# Rasta Zaskar



## versus (16. Mai 2007)

ich habe inzwischen ersatz für mein avalanche bekommen und zwar einen rot eloxierten 18" zaskar rahmen von peru73 winken: ). 
der soll das aus dem wettbewerb bekannte rote in 19" ablösen, da mir das doch einen tick zu gross ist.

fast gleichzeitig habe ich in der englischen bucht einen gelben 18" zaskar rahmen ersteigert. 

da ich beide rahmen von grund auf neu zusammenschrauben werde, kam mir der schon mal geäusserte gedanke an ein rasta zaskar  

so grob:
roter rahmen | goldene gabel + 1-2 andere goldene teile (evtl. stütze) | grüne reifen und/oder grüne elox-teile (flaschenhalter, booster etc.) 

allerdings wäre eben das bekannte rote die basis dafür  
dessen rote anbauteile würden sich am gelben wiederum sehr gut machen.

was meint ihr ? habt ihr anregungen, oder einsprüche ?

hier der gelbe:


----------



## Janikulus (16. Mai 2007)

ich fande dein Aufbau vom roten Zaskar sehr schön, würde ich auch so lassen und den Gelben als Rastafari Zaskar aufbauen.

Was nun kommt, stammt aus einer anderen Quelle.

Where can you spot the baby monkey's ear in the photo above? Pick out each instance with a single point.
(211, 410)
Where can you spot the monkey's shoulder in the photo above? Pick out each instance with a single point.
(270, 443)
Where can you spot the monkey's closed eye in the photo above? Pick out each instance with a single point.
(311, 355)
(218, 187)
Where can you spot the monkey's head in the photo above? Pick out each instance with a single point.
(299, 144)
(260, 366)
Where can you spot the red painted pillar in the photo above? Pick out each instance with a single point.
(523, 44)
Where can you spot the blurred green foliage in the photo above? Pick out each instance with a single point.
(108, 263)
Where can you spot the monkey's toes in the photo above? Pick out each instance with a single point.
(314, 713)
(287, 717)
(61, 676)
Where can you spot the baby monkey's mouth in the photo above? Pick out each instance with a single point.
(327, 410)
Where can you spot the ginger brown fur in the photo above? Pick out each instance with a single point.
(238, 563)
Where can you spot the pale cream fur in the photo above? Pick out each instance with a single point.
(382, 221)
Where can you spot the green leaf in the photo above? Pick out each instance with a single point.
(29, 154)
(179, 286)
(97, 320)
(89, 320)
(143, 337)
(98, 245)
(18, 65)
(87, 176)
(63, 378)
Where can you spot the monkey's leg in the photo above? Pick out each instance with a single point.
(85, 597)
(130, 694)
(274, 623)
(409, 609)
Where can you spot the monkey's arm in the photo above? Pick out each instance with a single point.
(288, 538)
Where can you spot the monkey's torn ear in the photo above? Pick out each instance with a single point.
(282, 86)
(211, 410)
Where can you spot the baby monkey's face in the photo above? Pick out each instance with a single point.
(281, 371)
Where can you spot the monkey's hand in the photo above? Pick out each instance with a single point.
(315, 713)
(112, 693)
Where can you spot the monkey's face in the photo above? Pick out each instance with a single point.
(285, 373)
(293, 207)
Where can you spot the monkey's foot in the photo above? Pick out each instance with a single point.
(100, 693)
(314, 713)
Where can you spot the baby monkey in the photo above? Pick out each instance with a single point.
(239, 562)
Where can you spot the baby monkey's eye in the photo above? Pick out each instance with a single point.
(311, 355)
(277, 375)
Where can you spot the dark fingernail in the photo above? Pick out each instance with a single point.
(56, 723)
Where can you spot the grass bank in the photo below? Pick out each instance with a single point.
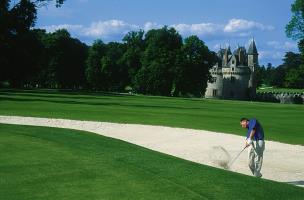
(281, 122)
(50, 163)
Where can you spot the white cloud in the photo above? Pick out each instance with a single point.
(108, 28)
(71, 28)
(238, 25)
(197, 29)
(276, 55)
(114, 30)
(286, 46)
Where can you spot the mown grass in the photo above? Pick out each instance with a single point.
(50, 163)
(285, 90)
(283, 123)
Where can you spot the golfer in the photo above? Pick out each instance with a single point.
(255, 144)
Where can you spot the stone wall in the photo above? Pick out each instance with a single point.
(281, 97)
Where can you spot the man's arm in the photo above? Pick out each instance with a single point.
(249, 139)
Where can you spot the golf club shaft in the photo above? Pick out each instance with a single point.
(236, 157)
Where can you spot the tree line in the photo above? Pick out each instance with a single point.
(158, 62)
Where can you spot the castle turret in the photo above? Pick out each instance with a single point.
(252, 54)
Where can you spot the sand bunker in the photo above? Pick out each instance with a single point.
(220, 157)
(282, 162)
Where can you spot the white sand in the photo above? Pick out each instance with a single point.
(282, 162)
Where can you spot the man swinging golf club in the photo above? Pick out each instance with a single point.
(255, 144)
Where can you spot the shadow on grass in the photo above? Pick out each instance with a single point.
(299, 183)
(18, 99)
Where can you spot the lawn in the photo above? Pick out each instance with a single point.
(285, 90)
(49, 163)
(283, 123)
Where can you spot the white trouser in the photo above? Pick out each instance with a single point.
(255, 157)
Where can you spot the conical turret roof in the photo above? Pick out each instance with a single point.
(252, 50)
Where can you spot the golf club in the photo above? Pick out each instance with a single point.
(233, 160)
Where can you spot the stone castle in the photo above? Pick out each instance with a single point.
(233, 77)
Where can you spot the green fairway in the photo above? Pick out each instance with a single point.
(285, 90)
(281, 122)
(50, 163)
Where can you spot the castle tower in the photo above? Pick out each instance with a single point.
(252, 64)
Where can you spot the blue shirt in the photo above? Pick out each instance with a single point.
(259, 132)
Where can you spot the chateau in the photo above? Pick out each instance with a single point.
(233, 76)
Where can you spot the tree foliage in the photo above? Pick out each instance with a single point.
(295, 27)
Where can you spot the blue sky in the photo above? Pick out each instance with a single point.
(217, 22)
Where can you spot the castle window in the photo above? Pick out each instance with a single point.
(232, 79)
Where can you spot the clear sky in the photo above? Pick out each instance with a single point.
(217, 22)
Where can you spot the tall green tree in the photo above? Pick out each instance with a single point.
(65, 61)
(135, 46)
(295, 27)
(192, 72)
(93, 65)
(17, 41)
(158, 62)
(113, 69)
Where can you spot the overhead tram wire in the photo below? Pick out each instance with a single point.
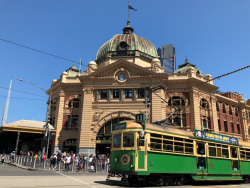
(23, 92)
(21, 98)
(223, 75)
(40, 51)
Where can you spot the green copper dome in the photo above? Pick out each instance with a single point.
(183, 68)
(126, 45)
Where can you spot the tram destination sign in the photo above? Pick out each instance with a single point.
(215, 137)
(119, 126)
(140, 118)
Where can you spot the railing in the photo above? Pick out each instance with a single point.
(33, 163)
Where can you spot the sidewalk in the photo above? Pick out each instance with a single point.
(56, 170)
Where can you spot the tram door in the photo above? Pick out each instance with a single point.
(141, 152)
(235, 161)
(201, 158)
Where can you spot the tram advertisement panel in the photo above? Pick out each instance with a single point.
(215, 137)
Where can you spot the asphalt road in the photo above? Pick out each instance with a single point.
(13, 177)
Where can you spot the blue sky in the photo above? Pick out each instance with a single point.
(214, 35)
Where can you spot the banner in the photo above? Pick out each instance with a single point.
(119, 126)
(215, 137)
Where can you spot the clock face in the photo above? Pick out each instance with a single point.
(122, 77)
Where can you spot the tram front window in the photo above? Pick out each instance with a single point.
(128, 139)
(117, 141)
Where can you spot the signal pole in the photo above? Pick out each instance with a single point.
(46, 126)
(147, 101)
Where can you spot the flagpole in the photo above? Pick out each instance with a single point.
(80, 66)
(128, 10)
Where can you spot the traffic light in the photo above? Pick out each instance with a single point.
(42, 145)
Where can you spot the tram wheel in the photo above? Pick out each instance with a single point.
(247, 179)
(180, 180)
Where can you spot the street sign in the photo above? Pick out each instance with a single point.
(140, 118)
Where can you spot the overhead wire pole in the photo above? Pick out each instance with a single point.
(46, 134)
(5, 112)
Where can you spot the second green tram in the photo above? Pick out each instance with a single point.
(165, 156)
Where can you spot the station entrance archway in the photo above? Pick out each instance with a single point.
(70, 145)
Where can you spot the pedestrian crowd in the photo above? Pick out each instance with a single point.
(67, 160)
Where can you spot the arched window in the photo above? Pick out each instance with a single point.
(204, 103)
(217, 106)
(72, 121)
(74, 103)
(236, 112)
(178, 101)
(177, 121)
(106, 128)
(204, 123)
(224, 108)
(70, 145)
(230, 110)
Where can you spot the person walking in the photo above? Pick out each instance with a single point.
(3, 157)
(39, 154)
(12, 155)
(54, 161)
(68, 161)
(80, 164)
(94, 164)
(44, 157)
(50, 159)
(59, 158)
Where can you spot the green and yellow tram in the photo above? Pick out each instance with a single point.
(166, 155)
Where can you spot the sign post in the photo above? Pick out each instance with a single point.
(140, 118)
(215, 137)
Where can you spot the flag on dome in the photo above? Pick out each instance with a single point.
(129, 7)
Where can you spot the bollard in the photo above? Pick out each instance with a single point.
(107, 167)
(85, 167)
(59, 166)
(34, 163)
(44, 165)
(72, 166)
(31, 162)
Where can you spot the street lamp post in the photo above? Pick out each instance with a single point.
(46, 137)
(17, 141)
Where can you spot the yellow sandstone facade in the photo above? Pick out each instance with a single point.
(113, 88)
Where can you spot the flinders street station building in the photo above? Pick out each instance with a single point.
(114, 86)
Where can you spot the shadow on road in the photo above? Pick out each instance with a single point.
(213, 183)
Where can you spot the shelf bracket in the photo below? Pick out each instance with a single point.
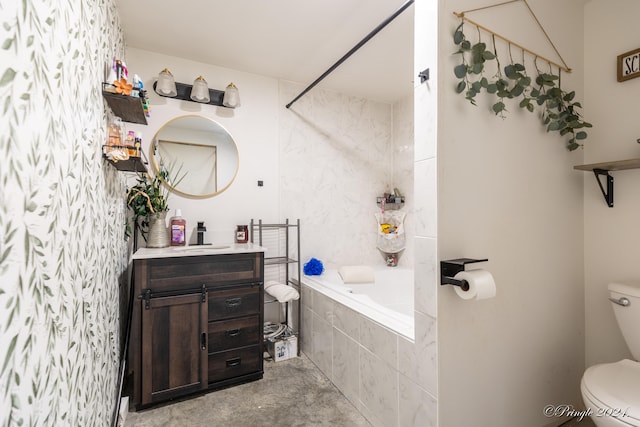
(608, 193)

Der gelbe ist irgendwie knalliger für so ein Aufbau. Rote Gabel, grüne Reifen, rote Kurbel und Sattelstütze, grüner Vorbau und Lenker...


----------



## MTB-News.de




----------



## versus (16. Mai 2007)

stimmt, das wäre auch noch eine möglichkeit!
allerdings bräuchte ich dazu dann nochmal eine rote judy (race).


----------



## cleiende (16. Mai 2007)

Oder Du lässt eine andere Gabel rot oder grün pulvern. Müsstest Du ja u.U. auch mit dem Lenker machen lassen (oder wer stellt grüne Lenker her?).


----------



## Davidbelize (16. Mai 2007)

habe das hier gestern beim gr. e abgeschossen und so richtig kann ich es nicht gebrauchen.
also versus für rasta-look ist das wunderbar.
kannst dich ja mal melden.


----------



## tofu1000 (16. Mai 2007)

Ich find's ja erstmal total prima dass du dich für's Rasta-Zaskar entschieden hat. Ich würde den roten Rahmen so lassen wie er ist (nur ne Nummer kleiner halt), weil er einfach eine absolute Stylebombe ist und nicht umsonst den ersten Platz gemacht hat. Würde mich also auch eher an Janikulus dranhängen - nur auf die grünen Reifen würde ich verzichten - ich hätte Angst dass es dann zu sehr nach Spielzeug aussieht. Und vielleicht rote oder grüne Maguras?!


----------



## versus (16. Mai 2007)

anfang der nächsten woche bekomme ich das gelbe und dann werde ich mal sehen, ob und wie es sich für einen rasta-aufbau eignet.
zumindest habe ich schon eine güldene gabel in aussicht  

@cleiende: richtig, ich könnte vielleicht meine silberne sid in grün umlackieren. die adresse habe ich ja noch von dir. 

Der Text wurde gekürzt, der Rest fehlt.